Abstract: Meredupnya Jepara sebagai kota dagang sejak awal abad ke-19 membuat kehidupan masyarakat Keresidenan Jepara beralih dari sektor maritim yang berbasis perdagangan ke sektor agraris. Beralihnya ke sektor agraris yang berbasis pada pertanian,  perkebunan, dan  ditopang oleh hasil laut justru membuat Keresidenan ini mempunyai daya tarik bagi pedagang. Baik pedagang lokal, pedagang sekitar wilayah Jepara, pedagang Timur Asing dan interinsuler, maupun pedagang Eropa. Produk yang diperdagangkan di-ekspor ke wilayah sekitar Keresidenan, interinsuler,  Singapura, dan Eropa.
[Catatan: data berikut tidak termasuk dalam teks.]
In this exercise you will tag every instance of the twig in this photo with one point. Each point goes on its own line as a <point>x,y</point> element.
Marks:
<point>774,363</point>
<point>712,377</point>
Kegiatan ekspor ke interinsuler dan ke luar negeri dilakukan melalui pelabuhan Semarang dan Surabaya. Selain itu, kegiatan impor juga berlangsung karena keresidenan ini merupakan  pangsa potensial dalam memasarkan produk impor. Ini menunjukkan bahwa pada abad ke-19, terutama sekitar tahun 1843 hingga 1891 aktivitas  perdagangan di keresidenan Jepara masih tetap eksis.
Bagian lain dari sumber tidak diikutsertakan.